ダリウスはゆっくり立ち上がると、神殿の奥を指さした。
「バルト。君はこれから魔族領の“深部”に送られる予定だった。
でもボクが儀式を妨害して、この転移を“浅層”にずらした」
「じゃあ……ここは……?」
「魔族の本拠地からはだいぶ離れてる。
今ならまだ“人間側”へ逃げられる」
ダリウスは僕の肩を掴む。
「バルト。
君は人間側に必要だ。帝国は君を守るつもりだし、ボクだってそうだ。
魔族に渡すわけにはいかない。絶対に」
『ダンナ……行きましょう……!』
『主人様、早くここから離れないと……!』
二匹も切迫した声で急かす。
「……でも、どうやって?」
「道は作ってある。
魔族の監視網をかいくぐって、人間領へ戻る。
そのための“作戦”をずっと準備してきた」
ダリウスは珍しく真剣に笑った。
「バルト。もう選択肢はないよ。
生きたいなら、ボクを信じてついてきて。
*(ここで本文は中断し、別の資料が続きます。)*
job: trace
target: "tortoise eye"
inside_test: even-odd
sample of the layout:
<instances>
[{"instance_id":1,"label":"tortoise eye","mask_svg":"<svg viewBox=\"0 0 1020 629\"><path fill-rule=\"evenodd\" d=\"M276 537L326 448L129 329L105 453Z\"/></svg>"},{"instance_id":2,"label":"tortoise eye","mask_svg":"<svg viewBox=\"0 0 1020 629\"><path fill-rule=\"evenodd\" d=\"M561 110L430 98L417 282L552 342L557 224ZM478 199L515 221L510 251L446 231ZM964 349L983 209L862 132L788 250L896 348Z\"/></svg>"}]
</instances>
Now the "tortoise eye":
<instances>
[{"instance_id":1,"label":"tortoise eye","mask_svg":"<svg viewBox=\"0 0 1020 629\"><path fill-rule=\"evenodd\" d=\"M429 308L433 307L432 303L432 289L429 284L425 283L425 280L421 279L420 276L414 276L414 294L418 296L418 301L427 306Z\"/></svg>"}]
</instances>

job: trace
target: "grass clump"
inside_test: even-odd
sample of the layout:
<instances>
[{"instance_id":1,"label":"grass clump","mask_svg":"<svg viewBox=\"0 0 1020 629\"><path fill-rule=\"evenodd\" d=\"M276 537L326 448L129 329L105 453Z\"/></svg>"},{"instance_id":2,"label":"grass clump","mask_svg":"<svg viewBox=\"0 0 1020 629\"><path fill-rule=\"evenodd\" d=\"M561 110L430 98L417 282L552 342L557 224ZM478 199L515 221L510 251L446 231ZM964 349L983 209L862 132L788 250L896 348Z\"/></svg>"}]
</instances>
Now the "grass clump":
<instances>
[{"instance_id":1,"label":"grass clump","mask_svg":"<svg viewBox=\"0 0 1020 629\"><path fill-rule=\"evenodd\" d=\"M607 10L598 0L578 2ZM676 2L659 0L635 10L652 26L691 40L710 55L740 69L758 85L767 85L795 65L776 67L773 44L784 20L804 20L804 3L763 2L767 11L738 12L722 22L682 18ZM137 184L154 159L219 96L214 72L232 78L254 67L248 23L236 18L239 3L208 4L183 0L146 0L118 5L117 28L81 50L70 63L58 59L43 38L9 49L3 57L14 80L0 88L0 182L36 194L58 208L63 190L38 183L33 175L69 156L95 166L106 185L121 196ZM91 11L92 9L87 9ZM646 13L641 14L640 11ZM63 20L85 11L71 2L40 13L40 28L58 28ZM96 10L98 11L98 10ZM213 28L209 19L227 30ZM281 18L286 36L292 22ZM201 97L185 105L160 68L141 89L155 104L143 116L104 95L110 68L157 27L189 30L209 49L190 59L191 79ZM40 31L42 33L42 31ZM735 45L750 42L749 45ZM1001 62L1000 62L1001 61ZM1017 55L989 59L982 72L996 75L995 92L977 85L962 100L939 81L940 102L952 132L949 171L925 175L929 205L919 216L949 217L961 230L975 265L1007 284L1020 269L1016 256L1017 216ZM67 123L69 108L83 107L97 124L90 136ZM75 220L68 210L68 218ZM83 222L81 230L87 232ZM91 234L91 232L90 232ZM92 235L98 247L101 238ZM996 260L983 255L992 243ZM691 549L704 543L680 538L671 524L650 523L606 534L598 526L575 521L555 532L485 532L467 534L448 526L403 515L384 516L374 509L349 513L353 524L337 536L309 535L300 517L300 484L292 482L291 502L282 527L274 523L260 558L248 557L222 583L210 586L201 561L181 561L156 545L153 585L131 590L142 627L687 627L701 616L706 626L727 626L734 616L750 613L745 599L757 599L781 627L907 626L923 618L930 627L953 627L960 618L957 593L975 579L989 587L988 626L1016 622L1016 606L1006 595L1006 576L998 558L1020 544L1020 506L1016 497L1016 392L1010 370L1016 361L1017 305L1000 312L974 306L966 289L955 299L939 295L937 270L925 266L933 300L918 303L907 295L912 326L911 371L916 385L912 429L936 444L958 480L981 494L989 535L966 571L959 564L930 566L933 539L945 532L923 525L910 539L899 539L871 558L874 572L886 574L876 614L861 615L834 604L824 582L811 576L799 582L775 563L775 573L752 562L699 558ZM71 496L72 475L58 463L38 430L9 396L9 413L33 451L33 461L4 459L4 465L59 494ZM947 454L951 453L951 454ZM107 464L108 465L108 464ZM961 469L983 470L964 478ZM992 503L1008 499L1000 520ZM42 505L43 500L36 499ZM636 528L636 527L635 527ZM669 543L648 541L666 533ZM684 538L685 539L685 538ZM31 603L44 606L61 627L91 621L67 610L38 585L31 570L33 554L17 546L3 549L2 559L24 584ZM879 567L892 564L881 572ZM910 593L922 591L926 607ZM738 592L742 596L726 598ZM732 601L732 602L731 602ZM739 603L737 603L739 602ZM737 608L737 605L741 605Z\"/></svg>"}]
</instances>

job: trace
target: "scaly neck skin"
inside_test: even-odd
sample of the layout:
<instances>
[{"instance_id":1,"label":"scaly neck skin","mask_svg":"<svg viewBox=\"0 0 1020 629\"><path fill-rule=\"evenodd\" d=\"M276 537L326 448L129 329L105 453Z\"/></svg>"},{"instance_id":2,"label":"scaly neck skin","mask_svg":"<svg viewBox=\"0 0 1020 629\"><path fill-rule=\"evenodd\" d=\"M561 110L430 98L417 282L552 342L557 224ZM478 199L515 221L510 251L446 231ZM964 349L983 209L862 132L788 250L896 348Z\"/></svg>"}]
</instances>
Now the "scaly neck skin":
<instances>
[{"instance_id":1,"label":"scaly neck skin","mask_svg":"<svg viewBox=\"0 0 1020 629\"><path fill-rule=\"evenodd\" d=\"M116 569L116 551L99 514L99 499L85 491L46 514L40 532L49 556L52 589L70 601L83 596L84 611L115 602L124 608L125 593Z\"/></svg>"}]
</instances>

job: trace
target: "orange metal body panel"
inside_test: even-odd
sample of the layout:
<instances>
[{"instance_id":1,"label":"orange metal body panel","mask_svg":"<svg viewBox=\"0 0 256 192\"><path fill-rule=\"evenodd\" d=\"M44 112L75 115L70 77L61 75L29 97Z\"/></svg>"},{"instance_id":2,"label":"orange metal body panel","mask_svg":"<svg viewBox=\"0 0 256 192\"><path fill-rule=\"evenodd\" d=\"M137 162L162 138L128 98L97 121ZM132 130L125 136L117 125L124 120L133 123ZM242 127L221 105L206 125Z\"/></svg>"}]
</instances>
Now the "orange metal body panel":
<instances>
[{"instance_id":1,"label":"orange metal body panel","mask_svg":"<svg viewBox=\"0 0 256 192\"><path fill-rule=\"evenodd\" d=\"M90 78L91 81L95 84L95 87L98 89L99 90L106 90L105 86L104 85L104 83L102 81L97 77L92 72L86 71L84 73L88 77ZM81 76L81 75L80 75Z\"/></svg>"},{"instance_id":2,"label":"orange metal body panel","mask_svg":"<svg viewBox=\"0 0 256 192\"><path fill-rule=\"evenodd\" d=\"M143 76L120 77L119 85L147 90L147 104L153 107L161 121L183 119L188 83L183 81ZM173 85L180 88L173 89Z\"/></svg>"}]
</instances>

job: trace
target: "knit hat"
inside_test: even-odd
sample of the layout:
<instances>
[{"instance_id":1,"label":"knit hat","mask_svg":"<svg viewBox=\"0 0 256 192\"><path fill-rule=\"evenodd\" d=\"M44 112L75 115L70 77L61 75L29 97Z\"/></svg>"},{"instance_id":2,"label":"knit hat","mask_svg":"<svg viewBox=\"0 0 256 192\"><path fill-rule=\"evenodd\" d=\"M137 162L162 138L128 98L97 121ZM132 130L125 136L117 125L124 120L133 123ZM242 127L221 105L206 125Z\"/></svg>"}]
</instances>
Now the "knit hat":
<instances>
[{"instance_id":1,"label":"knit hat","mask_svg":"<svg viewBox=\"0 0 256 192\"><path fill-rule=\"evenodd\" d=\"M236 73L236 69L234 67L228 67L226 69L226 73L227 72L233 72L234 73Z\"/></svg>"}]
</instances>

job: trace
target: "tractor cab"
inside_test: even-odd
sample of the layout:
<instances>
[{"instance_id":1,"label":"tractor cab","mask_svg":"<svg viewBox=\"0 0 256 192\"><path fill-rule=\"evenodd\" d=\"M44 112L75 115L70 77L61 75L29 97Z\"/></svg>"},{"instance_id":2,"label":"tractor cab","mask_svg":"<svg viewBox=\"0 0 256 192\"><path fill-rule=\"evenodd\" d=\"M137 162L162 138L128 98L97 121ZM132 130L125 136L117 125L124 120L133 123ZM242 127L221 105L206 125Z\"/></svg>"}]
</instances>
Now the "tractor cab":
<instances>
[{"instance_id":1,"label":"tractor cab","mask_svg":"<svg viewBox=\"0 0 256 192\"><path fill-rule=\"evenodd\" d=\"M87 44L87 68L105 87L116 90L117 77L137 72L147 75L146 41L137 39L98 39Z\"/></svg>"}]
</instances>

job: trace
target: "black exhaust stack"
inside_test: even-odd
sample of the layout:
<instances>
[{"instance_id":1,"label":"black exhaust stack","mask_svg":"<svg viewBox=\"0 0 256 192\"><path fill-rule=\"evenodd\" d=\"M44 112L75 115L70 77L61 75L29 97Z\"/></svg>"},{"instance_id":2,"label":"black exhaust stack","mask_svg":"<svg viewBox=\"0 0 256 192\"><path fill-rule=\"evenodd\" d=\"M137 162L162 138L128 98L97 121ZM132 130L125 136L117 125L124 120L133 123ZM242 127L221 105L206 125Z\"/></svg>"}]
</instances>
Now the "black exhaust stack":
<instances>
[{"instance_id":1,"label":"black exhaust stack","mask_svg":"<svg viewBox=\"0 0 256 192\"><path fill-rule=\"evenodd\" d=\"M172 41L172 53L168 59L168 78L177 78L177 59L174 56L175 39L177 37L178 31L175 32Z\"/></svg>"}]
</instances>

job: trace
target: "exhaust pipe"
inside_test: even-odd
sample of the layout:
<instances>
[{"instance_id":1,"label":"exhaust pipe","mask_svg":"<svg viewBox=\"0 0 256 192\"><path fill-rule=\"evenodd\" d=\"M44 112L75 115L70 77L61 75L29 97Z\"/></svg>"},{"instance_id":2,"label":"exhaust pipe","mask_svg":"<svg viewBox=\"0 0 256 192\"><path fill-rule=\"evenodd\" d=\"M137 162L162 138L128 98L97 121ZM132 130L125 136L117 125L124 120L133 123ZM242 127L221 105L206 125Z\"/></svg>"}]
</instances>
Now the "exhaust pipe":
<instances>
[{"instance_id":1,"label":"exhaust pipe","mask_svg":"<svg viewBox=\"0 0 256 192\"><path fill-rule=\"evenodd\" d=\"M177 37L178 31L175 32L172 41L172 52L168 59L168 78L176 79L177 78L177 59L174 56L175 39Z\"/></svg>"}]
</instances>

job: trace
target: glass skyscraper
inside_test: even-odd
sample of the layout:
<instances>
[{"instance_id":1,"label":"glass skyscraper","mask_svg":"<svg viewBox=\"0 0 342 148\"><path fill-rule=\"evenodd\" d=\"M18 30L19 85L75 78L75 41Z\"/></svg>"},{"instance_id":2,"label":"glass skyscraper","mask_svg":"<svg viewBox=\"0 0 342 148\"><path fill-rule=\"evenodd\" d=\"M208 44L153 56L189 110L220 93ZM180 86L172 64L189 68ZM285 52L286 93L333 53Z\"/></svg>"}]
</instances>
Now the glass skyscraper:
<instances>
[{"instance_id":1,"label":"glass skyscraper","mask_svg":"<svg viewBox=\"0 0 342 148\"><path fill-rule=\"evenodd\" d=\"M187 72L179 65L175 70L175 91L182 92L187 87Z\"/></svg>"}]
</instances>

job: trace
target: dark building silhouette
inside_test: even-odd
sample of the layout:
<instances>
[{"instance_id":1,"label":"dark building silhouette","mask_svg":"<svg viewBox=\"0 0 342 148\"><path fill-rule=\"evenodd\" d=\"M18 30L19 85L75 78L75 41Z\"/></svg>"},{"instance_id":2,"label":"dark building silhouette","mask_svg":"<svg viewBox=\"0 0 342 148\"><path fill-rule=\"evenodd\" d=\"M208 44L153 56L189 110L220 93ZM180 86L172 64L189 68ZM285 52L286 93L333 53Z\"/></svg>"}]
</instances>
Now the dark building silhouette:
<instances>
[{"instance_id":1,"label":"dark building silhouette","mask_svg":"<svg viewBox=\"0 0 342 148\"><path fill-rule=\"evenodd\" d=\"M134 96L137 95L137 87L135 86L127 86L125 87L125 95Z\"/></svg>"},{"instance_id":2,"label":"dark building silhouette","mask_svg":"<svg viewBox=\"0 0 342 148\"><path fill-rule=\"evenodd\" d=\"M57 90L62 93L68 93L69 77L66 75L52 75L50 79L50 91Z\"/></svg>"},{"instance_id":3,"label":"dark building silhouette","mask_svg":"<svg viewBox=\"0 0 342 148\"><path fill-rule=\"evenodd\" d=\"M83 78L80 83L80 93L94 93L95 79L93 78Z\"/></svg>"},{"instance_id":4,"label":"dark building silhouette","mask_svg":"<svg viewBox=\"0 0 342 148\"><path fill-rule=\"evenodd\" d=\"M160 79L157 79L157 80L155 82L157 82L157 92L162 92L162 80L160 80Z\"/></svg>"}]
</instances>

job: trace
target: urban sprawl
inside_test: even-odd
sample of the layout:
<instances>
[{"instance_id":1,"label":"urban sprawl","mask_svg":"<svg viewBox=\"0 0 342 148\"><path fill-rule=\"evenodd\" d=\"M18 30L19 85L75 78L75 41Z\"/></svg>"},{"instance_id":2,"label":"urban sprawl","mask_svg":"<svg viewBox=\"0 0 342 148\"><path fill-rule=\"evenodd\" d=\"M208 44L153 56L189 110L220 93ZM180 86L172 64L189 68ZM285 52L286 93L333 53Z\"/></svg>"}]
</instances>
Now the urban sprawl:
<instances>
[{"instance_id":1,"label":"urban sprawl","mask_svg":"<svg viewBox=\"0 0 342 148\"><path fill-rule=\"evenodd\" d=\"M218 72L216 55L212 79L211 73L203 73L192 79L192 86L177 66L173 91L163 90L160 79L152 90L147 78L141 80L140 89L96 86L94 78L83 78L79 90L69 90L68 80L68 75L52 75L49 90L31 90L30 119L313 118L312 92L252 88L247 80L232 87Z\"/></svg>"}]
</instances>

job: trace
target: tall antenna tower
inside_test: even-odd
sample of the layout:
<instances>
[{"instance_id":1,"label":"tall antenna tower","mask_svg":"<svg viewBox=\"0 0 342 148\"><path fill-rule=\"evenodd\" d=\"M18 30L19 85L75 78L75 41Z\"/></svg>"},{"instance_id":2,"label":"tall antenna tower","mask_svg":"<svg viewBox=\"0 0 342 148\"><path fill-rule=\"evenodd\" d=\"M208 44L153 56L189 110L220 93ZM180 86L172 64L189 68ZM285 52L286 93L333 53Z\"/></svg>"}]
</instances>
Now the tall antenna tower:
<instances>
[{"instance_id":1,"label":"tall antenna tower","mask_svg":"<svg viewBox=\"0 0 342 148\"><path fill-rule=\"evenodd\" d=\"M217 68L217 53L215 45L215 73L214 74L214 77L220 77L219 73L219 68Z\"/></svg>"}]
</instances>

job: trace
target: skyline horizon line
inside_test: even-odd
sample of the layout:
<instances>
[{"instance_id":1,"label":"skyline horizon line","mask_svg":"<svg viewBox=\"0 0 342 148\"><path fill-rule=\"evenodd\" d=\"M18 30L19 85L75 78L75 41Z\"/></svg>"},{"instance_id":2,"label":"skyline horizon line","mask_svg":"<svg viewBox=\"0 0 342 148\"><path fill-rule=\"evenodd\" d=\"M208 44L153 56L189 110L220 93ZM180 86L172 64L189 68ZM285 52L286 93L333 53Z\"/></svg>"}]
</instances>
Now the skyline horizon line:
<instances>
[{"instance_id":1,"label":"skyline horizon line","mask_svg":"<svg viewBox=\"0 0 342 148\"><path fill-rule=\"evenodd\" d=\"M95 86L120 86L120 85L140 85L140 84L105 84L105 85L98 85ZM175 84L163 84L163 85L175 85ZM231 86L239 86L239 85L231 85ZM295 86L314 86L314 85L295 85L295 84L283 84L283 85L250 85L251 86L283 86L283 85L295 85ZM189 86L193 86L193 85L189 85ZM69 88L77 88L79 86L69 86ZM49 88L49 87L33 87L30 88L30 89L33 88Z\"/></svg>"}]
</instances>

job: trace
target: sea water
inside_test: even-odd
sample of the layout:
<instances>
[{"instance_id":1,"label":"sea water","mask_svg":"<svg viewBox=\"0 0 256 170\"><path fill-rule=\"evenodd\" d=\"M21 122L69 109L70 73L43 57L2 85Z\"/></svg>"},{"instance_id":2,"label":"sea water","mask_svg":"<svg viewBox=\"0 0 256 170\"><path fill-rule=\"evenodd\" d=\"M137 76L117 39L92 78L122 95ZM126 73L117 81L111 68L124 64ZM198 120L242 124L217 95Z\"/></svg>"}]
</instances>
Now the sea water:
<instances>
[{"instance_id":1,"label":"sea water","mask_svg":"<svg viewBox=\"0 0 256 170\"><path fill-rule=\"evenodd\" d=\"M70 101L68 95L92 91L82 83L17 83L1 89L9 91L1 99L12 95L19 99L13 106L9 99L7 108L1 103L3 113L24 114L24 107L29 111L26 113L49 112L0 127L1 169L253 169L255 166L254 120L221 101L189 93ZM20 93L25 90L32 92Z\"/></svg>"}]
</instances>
」
その時だった。
神殿の奥から、低く響く唸り声が聞こえた。
『……見つカッタ……』
青白い炎が一斉に揺れる。
魔族だ。
「くそ……早すぎる」
ダリウスは短剣を抜き、僕の前に立ちはだかった。
「バルト! 走れ! 出口は右奥の祭壇裏だ!!」
次の瞬間、神殿の壁が破壊され、巨大な影が姿を現した。